Binary Reordering and Clang Instrumentation for iOS App Startup Optimization

Preface

Since the Douyin team shared their binary‑reordering solution that improved app launch speed by over 15%, this article revisits the underlying concepts and demonstrates a practical clang‑instrumentation workflow to achieve the same optimization.

Virtual Memory and Physical Memory

Early computers loaded applications contiguously into physical memory, leading to security and efficiency problems. Virtual memory introduces a mapping table that translates virtual addresses to physical pages, solving inter‑process access issues and enabling lazy loading.

Virtual Memory Working Principle

The system treats a large continuous virtual address space (e.g., 0x000000‑0xffffff) as a set of pages; each virtual address is mapped to a physical page via a page table.

CPU Address Translation

The CPU uses the MMU and OS page tables to translate virtual addresses to physical ones during memory accesses.

How Virtual Memory Solves Efficiency

Physical memory is divided into pages (4 KB on macOS, 16 KB on iOS). Only the pages actually accessed are loaded, reducing waste.

Binary Reordering

Overview

During launch, functions are placed in Mach‑O sections according to link order, often scattering related functions across multiple pages and causing multiple page faults. By reordering symbols so that frequently called startup functions share the same page, the number of page faults—and thus launch latency—can be reduced.

Binary Reordering Optimization Principle

Place startup functions (e.g., method1 and method4 ) into a single memory page, reducing page faults from two to one.

How to Detect Page Faults

Open Instruments → System Trace on a real device.

Select the target app, start profiling, and stop after the first screen appears.

Inspect the “Page Faults” metric.

Alternatively, add DYLD_PRINT_STATISTICS to view pre‑main timing.

Actual Binary Reordering Steps

Create an order file (e.g., lb.order ) listing the symbols you want to prioritize.

Configure Xcode’s linker flag -order_file to point to this file.

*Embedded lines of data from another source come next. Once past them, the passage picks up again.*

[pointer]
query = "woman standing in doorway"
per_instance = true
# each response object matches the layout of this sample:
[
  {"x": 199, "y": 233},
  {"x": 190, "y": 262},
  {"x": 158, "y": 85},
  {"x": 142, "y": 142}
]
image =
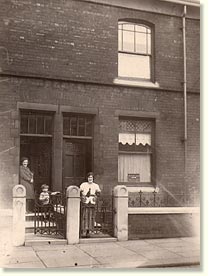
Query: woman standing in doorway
[
  {"x": 89, "y": 193},
  {"x": 26, "y": 179}
]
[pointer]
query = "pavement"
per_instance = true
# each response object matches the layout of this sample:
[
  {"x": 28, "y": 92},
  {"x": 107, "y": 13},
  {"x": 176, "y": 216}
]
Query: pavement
[
  {"x": 96, "y": 253},
  {"x": 149, "y": 253}
]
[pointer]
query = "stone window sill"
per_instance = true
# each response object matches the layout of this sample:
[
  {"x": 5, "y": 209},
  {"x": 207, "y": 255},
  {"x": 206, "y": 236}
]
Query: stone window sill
[{"x": 137, "y": 83}]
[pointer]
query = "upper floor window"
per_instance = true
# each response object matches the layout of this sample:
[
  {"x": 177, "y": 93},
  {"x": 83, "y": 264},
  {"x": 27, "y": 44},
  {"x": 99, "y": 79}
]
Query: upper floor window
[
  {"x": 36, "y": 123},
  {"x": 77, "y": 125},
  {"x": 136, "y": 150},
  {"x": 135, "y": 50}
]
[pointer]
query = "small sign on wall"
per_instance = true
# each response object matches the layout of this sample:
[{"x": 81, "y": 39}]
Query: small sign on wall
[{"x": 133, "y": 177}]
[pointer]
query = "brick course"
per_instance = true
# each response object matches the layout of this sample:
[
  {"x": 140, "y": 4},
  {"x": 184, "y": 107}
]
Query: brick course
[
  {"x": 169, "y": 126},
  {"x": 75, "y": 40}
]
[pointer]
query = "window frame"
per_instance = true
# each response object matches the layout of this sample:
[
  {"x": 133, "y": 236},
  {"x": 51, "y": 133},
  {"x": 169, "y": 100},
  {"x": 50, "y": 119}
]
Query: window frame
[
  {"x": 149, "y": 26},
  {"x": 152, "y": 182},
  {"x": 25, "y": 113}
]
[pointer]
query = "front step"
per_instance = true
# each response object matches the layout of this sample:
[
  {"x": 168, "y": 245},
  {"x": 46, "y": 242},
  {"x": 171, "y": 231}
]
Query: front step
[
  {"x": 35, "y": 240},
  {"x": 97, "y": 240}
]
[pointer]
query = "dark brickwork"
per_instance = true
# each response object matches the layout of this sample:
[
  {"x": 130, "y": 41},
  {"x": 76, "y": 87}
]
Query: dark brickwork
[
  {"x": 163, "y": 226},
  {"x": 169, "y": 126},
  {"x": 74, "y": 44},
  {"x": 78, "y": 40}
]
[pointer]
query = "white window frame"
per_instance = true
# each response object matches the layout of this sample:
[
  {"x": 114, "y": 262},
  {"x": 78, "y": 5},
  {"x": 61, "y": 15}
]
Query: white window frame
[{"x": 130, "y": 56}]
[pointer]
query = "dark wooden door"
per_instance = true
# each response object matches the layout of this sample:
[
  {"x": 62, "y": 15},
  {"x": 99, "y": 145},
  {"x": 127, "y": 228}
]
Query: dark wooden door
[
  {"x": 38, "y": 150},
  {"x": 76, "y": 161}
]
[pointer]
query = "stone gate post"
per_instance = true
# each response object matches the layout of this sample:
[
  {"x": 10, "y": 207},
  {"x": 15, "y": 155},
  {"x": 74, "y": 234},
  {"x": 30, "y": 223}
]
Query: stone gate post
[
  {"x": 73, "y": 214},
  {"x": 120, "y": 198},
  {"x": 19, "y": 208}
]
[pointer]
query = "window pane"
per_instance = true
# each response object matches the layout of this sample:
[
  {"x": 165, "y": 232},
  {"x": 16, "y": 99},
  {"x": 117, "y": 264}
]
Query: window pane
[
  {"x": 88, "y": 127},
  {"x": 24, "y": 124},
  {"x": 79, "y": 165},
  {"x": 32, "y": 124},
  {"x": 48, "y": 125},
  {"x": 141, "y": 29},
  {"x": 81, "y": 127},
  {"x": 141, "y": 43},
  {"x": 140, "y": 165},
  {"x": 120, "y": 48},
  {"x": 127, "y": 138},
  {"x": 148, "y": 44},
  {"x": 128, "y": 27},
  {"x": 66, "y": 126},
  {"x": 143, "y": 138},
  {"x": 73, "y": 126},
  {"x": 135, "y": 66},
  {"x": 128, "y": 41},
  {"x": 40, "y": 125},
  {"x": 68, "y": 165}
]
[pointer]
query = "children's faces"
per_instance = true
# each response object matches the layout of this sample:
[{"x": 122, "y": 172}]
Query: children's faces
[
  {"x": 25, "y": 163},
  {"x": 90, "y": 179}
]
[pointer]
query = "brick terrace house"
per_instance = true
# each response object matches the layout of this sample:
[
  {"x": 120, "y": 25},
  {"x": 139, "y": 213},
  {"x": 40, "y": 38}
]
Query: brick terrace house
[{"x": 108, "y": 86}]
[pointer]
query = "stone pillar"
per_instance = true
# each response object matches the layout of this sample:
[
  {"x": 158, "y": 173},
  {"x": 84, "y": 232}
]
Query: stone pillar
[
  {"x": 19, "y": 208},
  {"x": 57, "y": 153},
  {"x": 73, "y": 214},
  {"x": 120, "y": 199}
]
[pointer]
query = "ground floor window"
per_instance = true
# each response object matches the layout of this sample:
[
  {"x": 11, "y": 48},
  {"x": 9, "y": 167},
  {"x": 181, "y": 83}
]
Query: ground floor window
[
  {"x": 77, "y": 147},
  {"x": 136, "y": 151}
]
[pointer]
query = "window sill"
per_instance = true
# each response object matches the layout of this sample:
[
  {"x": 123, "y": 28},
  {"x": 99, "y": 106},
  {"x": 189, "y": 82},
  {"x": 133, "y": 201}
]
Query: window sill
[
  {"x": 144, "y": 189},
  {"x": 136, "y": 188},
  {"x": 137, "y": 83}
]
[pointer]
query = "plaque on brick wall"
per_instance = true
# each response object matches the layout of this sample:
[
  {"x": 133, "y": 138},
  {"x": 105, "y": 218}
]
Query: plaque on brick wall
[{"x": 133, "y": 177}]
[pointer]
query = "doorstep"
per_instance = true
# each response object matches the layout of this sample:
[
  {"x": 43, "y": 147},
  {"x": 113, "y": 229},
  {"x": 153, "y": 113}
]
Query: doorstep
[
  {"x": 97, "y": 240},
  {"x": 32, "y": 240}
]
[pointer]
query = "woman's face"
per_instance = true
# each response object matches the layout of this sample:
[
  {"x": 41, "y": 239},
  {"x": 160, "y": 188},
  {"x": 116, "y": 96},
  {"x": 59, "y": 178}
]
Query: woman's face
[
  {"x": 25, "y": 163},
  {"x": 90, "y": 179}
]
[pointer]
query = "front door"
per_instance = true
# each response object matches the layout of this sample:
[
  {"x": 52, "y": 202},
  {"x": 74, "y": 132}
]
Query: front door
[
  {"x": 38, "y": 150},
  {"x": 77, "y": 161}
]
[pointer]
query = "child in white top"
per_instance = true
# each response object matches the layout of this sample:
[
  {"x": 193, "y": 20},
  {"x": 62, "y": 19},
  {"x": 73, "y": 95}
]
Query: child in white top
[
  {"x": 89, "y": 190},
  {"x": 44, "y": 195},
  {"x": 89, "y": 193}
]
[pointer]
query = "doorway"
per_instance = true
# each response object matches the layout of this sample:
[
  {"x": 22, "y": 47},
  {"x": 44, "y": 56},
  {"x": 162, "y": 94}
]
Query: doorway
[
  {"x": 38, "y": 150},
  {"x": 77, "y": 161}
]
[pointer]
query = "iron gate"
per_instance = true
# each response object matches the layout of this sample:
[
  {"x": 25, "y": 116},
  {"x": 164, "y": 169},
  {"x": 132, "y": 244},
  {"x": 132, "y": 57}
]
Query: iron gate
[
  {"x": 50, "y": 219},
  {"x": 97, "y": 220}
]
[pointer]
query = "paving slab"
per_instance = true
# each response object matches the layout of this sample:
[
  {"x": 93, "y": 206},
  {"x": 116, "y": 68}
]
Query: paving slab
[
  {"x": 52, "y": 247},
  {"x": 16, "y": 257},
  {"x": 25, "y": 265},
  {"x": 137, "y": 246},
  {"x": 122, "y": 260},
  {"x": 158, "y": 254},
  {"x": 65, "y": 258},
  {"x": 105, "y": 250}
]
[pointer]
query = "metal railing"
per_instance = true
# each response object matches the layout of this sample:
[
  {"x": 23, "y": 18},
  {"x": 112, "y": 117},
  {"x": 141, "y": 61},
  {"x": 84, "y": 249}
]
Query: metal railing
[
  {"x": 155, "y": 199},
  {"x": 50, "y": 219},
  {"x": 97, "y": 220}
]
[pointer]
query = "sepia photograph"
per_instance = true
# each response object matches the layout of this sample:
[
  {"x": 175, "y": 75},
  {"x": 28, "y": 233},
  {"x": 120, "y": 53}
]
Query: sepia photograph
[{"x": 100, "y": 135}]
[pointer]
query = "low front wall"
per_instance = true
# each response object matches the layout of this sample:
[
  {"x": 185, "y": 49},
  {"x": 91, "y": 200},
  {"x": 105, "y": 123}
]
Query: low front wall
[{"x": 146, "y": 223}]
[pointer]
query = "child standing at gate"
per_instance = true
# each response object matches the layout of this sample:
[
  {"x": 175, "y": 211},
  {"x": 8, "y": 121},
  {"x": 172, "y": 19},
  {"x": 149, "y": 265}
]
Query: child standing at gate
[
  {"x": 44, "y": 195},
  {"x": 89, "y": 193}
]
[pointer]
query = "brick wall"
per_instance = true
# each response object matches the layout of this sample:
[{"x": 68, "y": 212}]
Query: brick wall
[
  {"x": 163, "y": 226},
  {"x": 78, "y": 41},
  {"x": 169, "y": 127}
]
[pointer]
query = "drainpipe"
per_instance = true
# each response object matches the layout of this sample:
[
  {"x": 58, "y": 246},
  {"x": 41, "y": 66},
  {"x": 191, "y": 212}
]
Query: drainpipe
[{"x": 185, "y": 100}]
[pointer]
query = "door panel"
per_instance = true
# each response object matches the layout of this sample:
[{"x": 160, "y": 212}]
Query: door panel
[
  {"x": 76, "y": 161},
  {"x": 38, "y": 150}
]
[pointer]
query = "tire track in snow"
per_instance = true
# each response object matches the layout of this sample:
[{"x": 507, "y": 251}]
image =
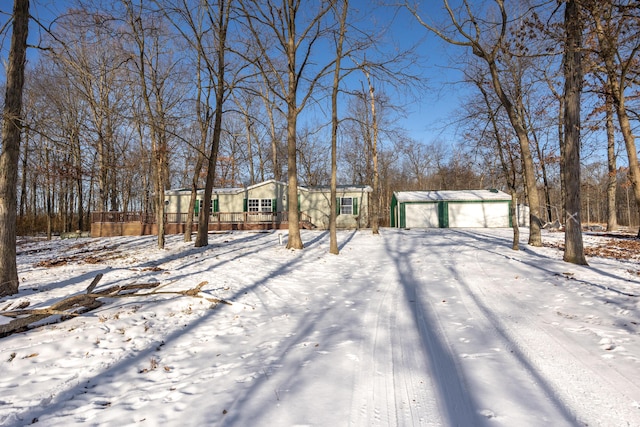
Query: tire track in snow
[
  {"x": 392, "y": 386},
  {"x": 571, "y": 372},
  {"x": 489, "y": 356}
]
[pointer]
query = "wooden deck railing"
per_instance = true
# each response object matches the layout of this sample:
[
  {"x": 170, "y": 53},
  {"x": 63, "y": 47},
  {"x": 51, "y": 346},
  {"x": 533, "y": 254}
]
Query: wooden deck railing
[{"x": 181, "y": 218}]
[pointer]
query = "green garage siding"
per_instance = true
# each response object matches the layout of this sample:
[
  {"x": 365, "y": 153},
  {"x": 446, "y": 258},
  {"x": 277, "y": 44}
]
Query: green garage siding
[{"x": 450, "y": 209}]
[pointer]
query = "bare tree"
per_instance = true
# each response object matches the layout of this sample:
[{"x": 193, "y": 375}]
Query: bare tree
[
  {"x": 573, "y": 249},
  {"x": 488, "y": 44},
  {"x": 612, "y": 182},
  {"x": 10, "y": 151},
  {"x": 342, "y": 20},
  {"x": 616, "y": 27},
  {"x": 153, "y": 73},
  {"x": 281, "y": 41}
]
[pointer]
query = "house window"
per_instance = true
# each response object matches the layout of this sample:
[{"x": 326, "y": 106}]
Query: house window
[
  {"x": 346, "y": 206},
  {"x": 200, "y": 204},
  {"x": 259, "y": 205}
]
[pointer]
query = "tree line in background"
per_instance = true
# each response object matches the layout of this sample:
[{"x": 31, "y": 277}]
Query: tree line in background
[{"x": 128, "y": 98}]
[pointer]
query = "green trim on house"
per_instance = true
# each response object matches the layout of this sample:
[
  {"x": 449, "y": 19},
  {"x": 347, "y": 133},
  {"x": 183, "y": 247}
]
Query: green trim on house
[{"x": 443, "y": 214}]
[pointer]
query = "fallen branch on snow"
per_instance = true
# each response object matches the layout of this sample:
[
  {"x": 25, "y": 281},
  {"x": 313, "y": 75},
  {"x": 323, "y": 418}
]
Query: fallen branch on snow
[{"x": 73, "y": 306}]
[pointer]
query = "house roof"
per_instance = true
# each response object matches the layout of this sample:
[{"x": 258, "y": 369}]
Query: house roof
[
  {"x": 341, "y": 188},
  {"x": 236, "y": 190},
  {"x": 450, "y": 196}
]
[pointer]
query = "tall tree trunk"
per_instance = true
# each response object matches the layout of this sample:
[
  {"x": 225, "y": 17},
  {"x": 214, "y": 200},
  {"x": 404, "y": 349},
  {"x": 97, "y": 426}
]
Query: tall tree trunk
[
  {"x": 516, "y": 120},
  {"x": 295, "y": 240},
  {"x": 573, "y": 249},
  {"x": 375, "y": 211},
  {"x": 10, "y": 154},
  {"x": 202, "y": 239},
  {"x": 333, "y": 239},
  {"x": 617, "y": 79},
  {"x": 612, "y": 182}
]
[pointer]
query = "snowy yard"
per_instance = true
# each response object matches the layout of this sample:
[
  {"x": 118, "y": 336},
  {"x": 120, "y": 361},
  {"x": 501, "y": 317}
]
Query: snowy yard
[{"x": 438, "y": 327}]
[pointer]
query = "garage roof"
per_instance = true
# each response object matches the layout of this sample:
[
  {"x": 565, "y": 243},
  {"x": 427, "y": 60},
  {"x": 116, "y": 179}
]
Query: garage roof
[{"x": 450, "y": 196}]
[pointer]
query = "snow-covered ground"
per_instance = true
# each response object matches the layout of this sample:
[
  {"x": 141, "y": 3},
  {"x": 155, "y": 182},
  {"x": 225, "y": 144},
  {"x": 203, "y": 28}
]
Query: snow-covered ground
[{"x": 408, "y": 328}]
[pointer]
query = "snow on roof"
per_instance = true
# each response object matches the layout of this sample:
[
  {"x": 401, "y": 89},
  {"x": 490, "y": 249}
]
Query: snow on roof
[
  {"x": 450, "y": 195},
  {"x": 341, "y": 188},
  {"x": 236, "y": 190}
]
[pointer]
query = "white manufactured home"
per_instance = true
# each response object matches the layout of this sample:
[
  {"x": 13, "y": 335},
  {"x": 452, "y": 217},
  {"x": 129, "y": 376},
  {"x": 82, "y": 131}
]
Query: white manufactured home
[
  {"x": 267, "y": 203},
  {"x": 450, "y": 209}
]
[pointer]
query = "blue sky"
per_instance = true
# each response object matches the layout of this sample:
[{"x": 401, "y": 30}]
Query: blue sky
[{"x": 427, "y": 114}]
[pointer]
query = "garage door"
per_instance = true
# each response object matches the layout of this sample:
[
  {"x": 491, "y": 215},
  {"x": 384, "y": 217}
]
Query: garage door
[
  {"x": 421, "y": 215},
  {"x": 478, "y": 214}
]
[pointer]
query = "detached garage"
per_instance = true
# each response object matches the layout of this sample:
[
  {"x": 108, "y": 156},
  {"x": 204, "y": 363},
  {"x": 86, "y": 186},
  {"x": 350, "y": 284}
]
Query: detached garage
[{"x": 450, "y": 209}]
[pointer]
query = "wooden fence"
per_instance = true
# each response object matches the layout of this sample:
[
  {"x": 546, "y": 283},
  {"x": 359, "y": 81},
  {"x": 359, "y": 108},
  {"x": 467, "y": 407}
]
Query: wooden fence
[{"x": 106, "y": 224}]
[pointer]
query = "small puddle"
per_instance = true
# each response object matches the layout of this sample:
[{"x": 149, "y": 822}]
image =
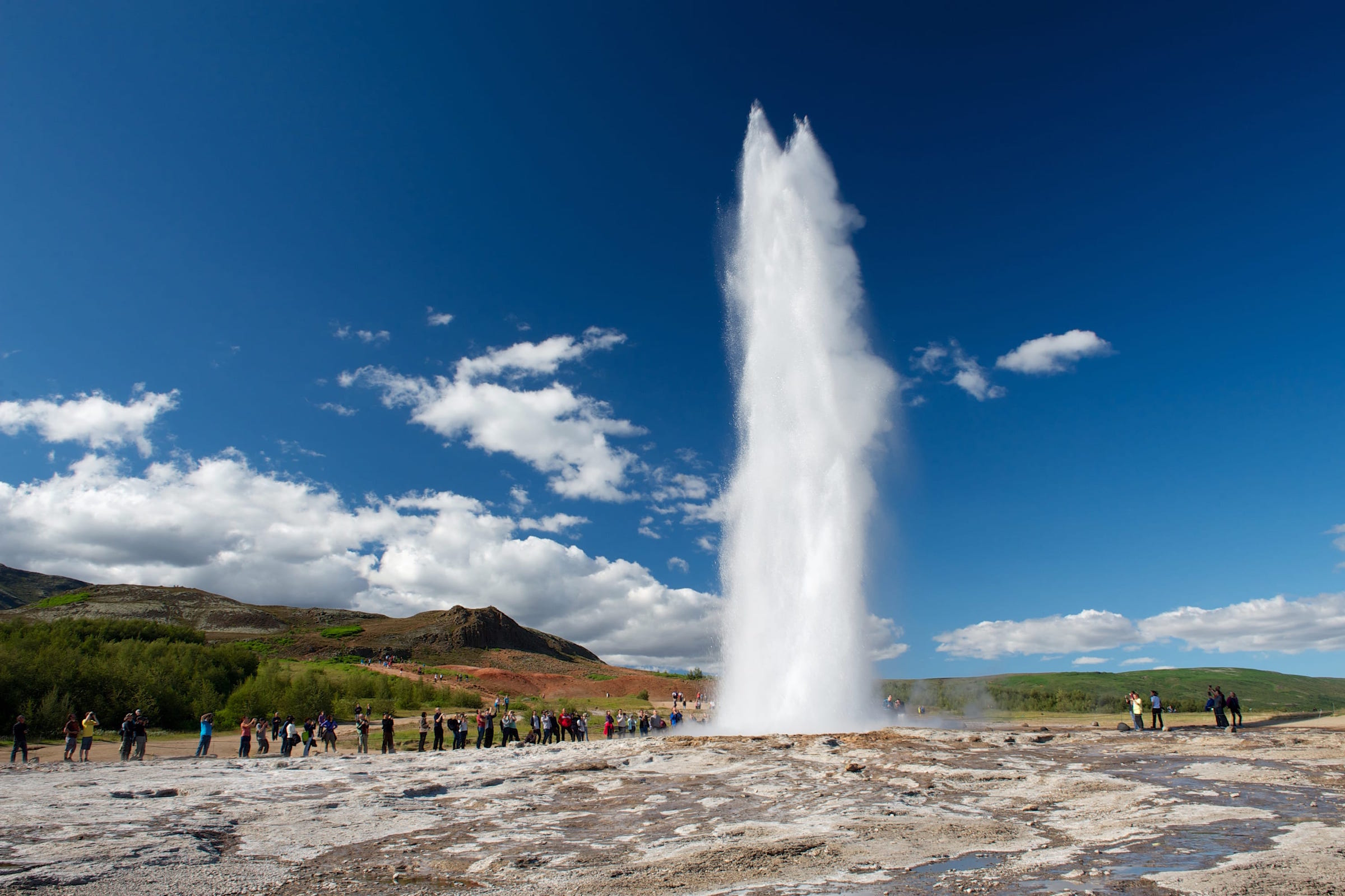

Rebuild; the linker arranges symbols in the specified order.

Verifying Symbol Order

Enable “Write Link Map File” in Build Settings, locate the generated .txt file, and inspect the # Symbols: section to confirm the new order.

Collecting All Startup Symbols via Clang Instrumentation

Enable clang coverage with -fsanitize-coverage=trace-pc-guard (or -fsanitize-coverage=func,trace-pc-guard to avoid loops). Implement the required callbacks:

void __sanitizer_cov_trace_pc_guard_init(uint32_t *start, uint32_t *stop) {
    static uint64_t N;
    if (start == stop || *start) return;
    for (uint32_t *x = start; x < stop; x++) *x = ++N;
}

void __sanitizer_cov_trace_pc_guard(uint32_t *guard) {
    if (!*guard) return;
    void *PC = __builtin_return_address(0);
    // enqueue PC for later processing
}

Use an atomic queue ( OSAtomicEnqueue/OSAtomicDequeue ) to store PCs safely across threads, then resolve each PC to a symbol with dladdr :

Dl_info info; dladdr(PC, &info);
printf("fname=%s sname=%s\n", info.dli_fname, info.dli_sname);

Filter out duplicate symbols, prepend an underscore for non‑Objective‑C symbols, and write the ordered list to a temporary lb.order file (e.g., in /tmp ).

Handling Pitfalls

Multithreading: Use lock‑free atomic queues to avoid contention.

Loops: Instrument only function entries ( -fsanitize-coverage=func ) to prevent recursive guard calls.

Load‑time symbols: Guard values are zero for +load methods; either ignore them or adjust the guard check.

Swift and Mixed Projects

For Swift, add the flags -sanitize-coverage=func and -sanitize=undefined under “Other Swift Flags”. The same instrumentation works for Swift functions.

Post‑Optimization Results

Measured on a fresh install, page‑fault counts dropped from multiple faults to a single fault, yielding a noticeable reduction in launch time (often >15% on iOS devices).

Conclusion

By combining virtual‑memory knowledge, clang static instrumentation, and Xcode order‑file linking, developers can automatically discover startup‑critical symbols, generate an order file, and reorder the Mach‑O binary to minimize page faults, thereby accelerating iOS app launch performance.